The First 0% Trade Deal: A Potential Death Knell for the U.S. in the Trade War
If President Trump signs a 0% tariff trade deal with any of these nations—Vietnam, Taiwan, India, South Korea, the EU, Germany, Japan, Australia, Russia, or Saudi Arabia—without securing a dramatic commitment to close their trade surpluses with the U.S., it could seal America’s defeat. Here’s why: without slashing these surpluses, these countries will continue running massive deficits with China, reroute trade to the U.S., and sustain 75% of China’s $1 trillion global trade surplus—leaving the U.S. as the ultimate loser.
The Mechanism of Defeat
A 0% tariff deal sounds appealing—free trade, lower costs, open markets. But without addressing the structural imbalances, it locks in the current pattern: these countries import heavily from China (e.g., EU’s -$292B, Vietnam’s -$136.6B), process or add value, and export to the U.S. (Germany’s +$63.7B, Taiwan’s +$46.9B).
The U.S.’s high tariffs on China (54%) aim to reduce its $295.4B deficit, but if these nations keep their surpluses with the U.S. intact, they’ll simply reroute China’s goods or their own production to America, bypassing tariffs. China’s $1 trillion surplus—75% of which comes from trade with these countries and others—stays robust, while the U.S. remains the world’s dumping ground.
Example: Vietnam: With a -$136.6B deficit with China (-31.53% of its $433.32B GDP) and a +$103.8B surplus with the U.S., Vietnam reroutes $20–25B to America. A 0% U.S. tariff deal, without cutting that surplus, boosts Vietnam’s exports further—say, electronics or footwear—while it keeps importing from China. China’s surplus grows, and the U.S. deficit with Vietnam widens, not shrinks.
Example: EU/Germany: The EU’s -$292B China deficit and +$153.4B U.S. surplus (Germany’s -$85B and +$63.7B) show a similar play. A 0% deal with the EU, absent a surplus reduction, floods the U.S. with $30–40B more in rerouted machinery and autos. China still profits from EU imports, and the U.S. loses ground.
Why No Deficit Reduction Ensures U.S. Defeat
If these countries don’t commit to slashing their U.S. surpluses—say, Vietnam dropping from +$103.8B to +$50B, or Japan from +$56.8B to +$20B—they’ll maintain their trade deficits with China (e.g., India’s -$85B, South Korea’s -$37.8B) and use the U.S. as their profit outlet. The U.S.’s 54% tariff on China reduces direct imports, but these nations pick up the slack, rerouting $5–10B (Japan) to $30–40B (EU) to America. China’s $1 trillion surplus, fueled by 75% from these countries and others (e.g., ASEAN, Africa), remains intact because they don’t shift imports away from China—they just export more to the U.S.

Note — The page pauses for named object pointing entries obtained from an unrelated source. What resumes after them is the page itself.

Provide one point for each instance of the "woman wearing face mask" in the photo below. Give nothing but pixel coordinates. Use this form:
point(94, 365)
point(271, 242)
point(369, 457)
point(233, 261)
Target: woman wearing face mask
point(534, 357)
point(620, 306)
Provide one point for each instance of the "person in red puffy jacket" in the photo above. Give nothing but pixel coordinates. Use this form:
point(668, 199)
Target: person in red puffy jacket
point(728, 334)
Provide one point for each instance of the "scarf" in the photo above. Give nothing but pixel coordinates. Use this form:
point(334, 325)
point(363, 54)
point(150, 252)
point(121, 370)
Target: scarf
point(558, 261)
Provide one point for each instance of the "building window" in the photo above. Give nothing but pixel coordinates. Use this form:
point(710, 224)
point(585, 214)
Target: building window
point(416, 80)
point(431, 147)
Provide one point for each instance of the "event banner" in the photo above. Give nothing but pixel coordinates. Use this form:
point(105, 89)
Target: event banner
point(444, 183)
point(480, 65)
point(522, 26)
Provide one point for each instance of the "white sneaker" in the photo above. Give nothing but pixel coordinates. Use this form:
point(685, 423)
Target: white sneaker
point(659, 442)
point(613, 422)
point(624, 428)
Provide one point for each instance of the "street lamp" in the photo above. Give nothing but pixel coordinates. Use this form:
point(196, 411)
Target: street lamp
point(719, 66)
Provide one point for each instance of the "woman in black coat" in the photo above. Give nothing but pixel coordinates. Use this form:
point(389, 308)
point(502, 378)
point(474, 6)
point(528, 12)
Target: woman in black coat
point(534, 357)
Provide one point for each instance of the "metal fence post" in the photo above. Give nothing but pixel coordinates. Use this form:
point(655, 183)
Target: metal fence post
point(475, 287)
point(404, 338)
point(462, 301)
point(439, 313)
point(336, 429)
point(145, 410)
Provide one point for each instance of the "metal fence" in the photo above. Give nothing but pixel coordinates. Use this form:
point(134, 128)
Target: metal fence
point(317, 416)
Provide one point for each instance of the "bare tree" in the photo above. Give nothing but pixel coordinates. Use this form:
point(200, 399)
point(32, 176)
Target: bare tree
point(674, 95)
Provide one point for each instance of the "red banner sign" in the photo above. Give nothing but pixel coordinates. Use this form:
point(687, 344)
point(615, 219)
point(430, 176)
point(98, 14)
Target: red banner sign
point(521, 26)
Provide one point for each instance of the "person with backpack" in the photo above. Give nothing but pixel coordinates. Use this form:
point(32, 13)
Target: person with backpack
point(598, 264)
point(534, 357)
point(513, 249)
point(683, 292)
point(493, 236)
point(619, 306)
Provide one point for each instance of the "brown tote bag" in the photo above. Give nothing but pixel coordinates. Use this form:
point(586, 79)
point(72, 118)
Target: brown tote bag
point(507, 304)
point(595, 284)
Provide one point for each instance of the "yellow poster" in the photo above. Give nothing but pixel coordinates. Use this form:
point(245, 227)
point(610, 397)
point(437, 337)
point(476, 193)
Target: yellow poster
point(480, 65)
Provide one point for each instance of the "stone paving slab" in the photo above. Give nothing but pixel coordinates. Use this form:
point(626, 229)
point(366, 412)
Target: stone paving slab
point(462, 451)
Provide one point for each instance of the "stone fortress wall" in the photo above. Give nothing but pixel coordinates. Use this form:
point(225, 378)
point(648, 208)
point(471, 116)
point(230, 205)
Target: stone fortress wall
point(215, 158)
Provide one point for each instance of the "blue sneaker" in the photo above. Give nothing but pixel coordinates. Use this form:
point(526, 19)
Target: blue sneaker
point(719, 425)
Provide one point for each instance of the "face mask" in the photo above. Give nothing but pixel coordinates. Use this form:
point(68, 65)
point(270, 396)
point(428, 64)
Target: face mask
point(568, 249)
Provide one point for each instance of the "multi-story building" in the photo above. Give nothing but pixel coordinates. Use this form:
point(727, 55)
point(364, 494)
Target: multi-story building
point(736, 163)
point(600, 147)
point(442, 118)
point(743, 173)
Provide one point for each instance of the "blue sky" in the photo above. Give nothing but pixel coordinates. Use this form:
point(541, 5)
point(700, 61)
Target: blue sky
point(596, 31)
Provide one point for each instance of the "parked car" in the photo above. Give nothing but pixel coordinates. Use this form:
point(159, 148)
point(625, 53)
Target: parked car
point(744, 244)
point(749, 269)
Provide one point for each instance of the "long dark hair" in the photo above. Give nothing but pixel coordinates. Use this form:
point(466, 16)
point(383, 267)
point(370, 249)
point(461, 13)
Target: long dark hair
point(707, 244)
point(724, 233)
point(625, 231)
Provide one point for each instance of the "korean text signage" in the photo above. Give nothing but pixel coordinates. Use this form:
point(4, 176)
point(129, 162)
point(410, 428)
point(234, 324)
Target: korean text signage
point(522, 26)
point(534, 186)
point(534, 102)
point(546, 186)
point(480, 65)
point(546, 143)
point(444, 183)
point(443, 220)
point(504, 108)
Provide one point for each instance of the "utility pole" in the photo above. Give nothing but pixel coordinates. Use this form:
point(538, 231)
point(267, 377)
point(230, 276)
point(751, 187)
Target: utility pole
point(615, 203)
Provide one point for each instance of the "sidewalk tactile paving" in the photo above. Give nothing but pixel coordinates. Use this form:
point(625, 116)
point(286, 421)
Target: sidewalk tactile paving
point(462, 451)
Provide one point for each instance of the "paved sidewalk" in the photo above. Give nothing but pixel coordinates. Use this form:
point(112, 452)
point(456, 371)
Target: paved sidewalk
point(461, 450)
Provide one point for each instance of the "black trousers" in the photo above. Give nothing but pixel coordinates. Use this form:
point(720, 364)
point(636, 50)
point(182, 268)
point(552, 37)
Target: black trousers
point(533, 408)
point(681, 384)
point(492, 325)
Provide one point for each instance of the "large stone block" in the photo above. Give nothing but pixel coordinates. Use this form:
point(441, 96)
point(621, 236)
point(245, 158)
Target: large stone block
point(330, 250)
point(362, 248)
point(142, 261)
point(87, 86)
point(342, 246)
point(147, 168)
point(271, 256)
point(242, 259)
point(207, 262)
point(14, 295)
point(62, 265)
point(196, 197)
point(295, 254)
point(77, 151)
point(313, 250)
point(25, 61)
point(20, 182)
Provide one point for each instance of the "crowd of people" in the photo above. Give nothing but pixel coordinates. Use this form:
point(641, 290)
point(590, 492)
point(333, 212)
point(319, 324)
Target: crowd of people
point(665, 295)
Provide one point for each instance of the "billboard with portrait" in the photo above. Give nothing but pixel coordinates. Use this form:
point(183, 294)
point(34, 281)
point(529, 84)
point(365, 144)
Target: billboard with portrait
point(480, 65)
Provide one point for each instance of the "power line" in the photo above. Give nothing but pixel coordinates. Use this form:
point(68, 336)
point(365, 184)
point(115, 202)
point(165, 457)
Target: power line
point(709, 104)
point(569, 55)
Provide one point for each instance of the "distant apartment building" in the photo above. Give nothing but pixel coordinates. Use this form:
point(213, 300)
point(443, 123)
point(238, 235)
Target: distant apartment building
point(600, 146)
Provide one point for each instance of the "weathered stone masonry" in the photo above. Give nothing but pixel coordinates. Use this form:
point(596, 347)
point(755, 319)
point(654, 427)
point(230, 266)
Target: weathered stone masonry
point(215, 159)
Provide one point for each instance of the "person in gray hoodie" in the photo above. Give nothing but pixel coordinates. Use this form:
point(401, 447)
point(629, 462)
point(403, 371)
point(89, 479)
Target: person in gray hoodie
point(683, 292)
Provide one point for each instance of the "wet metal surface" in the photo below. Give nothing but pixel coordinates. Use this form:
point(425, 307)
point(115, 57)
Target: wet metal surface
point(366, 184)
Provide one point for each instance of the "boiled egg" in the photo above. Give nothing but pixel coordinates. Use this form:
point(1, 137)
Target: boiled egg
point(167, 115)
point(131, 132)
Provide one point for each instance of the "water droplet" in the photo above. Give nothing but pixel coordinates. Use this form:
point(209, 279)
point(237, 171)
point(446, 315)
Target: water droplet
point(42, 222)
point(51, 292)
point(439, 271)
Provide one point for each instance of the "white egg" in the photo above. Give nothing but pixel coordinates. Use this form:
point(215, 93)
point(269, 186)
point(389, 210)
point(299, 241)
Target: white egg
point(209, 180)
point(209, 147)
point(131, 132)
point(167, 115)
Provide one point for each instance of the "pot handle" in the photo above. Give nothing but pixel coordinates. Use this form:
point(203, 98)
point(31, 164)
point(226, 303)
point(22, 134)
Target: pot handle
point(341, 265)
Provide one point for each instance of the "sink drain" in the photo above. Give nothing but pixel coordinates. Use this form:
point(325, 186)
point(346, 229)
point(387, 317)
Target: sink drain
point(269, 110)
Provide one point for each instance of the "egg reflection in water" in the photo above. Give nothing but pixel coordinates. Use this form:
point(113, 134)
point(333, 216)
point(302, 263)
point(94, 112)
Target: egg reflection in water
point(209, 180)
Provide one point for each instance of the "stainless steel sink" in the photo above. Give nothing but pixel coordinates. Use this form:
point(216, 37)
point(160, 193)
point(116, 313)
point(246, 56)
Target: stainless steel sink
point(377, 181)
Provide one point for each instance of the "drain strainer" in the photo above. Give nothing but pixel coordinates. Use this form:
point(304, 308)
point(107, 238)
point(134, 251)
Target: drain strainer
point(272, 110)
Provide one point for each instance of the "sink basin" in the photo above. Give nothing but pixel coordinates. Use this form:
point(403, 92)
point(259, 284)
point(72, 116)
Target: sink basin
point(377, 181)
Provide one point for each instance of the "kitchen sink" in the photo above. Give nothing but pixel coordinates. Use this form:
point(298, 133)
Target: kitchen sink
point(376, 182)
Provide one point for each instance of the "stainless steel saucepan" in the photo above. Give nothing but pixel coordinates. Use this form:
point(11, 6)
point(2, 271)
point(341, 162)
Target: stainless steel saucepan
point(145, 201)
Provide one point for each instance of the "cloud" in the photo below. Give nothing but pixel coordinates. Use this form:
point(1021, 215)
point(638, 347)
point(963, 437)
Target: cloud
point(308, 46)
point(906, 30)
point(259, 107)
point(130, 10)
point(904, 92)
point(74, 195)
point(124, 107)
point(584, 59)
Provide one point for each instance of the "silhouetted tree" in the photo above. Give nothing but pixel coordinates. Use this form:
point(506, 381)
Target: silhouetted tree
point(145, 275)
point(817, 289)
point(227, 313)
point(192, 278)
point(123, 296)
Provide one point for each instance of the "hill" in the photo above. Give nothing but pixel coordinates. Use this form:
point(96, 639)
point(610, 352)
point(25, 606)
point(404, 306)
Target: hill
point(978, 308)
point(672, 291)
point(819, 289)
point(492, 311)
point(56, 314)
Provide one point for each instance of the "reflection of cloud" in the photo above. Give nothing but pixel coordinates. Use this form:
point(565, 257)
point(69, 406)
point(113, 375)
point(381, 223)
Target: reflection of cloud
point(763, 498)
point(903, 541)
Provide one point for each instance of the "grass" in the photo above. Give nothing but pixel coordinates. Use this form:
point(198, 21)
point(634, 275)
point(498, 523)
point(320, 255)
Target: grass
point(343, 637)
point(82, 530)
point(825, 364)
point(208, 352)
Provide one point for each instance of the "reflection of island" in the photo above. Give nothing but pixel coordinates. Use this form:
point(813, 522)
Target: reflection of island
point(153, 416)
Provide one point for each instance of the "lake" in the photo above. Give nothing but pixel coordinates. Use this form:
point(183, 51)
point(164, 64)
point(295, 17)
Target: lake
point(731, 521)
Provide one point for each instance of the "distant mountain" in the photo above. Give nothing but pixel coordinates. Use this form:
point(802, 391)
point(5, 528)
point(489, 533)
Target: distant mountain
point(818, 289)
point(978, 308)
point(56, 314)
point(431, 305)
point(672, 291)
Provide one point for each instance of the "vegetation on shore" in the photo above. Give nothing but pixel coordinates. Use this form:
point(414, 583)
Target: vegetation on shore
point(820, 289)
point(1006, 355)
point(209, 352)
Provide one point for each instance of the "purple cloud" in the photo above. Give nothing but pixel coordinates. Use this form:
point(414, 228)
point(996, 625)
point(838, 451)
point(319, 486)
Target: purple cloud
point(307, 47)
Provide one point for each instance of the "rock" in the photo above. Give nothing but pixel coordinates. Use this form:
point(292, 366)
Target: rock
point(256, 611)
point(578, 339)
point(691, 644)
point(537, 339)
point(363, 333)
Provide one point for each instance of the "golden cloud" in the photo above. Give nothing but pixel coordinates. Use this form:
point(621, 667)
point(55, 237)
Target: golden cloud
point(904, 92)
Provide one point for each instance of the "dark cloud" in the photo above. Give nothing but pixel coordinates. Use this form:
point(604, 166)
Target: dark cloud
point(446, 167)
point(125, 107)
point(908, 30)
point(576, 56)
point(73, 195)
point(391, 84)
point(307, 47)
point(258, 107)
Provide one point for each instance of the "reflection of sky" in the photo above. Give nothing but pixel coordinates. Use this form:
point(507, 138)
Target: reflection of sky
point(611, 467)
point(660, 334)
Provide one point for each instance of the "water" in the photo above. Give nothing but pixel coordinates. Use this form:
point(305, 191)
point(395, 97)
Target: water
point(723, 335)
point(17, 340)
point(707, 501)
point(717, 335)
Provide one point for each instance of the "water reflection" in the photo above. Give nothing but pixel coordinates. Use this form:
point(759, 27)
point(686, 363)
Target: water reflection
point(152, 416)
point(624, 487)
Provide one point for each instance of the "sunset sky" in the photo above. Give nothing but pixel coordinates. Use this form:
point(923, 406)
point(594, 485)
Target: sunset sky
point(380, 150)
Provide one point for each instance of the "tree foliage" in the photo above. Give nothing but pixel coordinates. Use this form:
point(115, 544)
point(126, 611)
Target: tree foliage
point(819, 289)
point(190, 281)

Currency Leverage: Vietnam and Taiwan, on the Treasury’s Monitoring List, keep currencies competitive (reserves: $111.5B, $579.5B), ensuring cheap exports to the U.S. A 0% deal amplifies this without forcing balance.
Policy Choice: Japan’s 1.9% tariff on China vs. 24% from the U.S., or India’s 12% vs. 26%, shows they protect against China but exploit U.S. openness. No surplus cut means they won’t import more U.S. goods to offset.
The “10 Kings” and the Bigger Picture
These 10+ countries (Vietnam, EU, etc.) are the “kings” enabling China (the “beast”) and its economic dominance (Babylon). Their surpluses with the U.S. (+$153.4B EU, +$63.7B Germany) prop up China’s $1T surplus. A 0% deal without deficit reduction cements their role, as they keep buying from China and selling to the U.S., thwarting America’s trade war goals. Address them—force surplus cuts—and you weaken China’s network, tackling the root of the imbalance.
The U.S.’s Loss
Without drastic surplus reductions, a 0% deal hands these countries a win: Vietnam’s +$103.8B, Japan’s +$56.8B, and the EU’s +$153.4B grow unchecked, draining U.S. wealth. China’s $295.4B deficit with the U.S. may dip, but its global surplus holds as these nations reroute (e.g., Taiwan’s $15–20B). The U.S. loses jobs, industries, and leverage, defeated not by China alone, but by allies and partners choosing to exploit its market.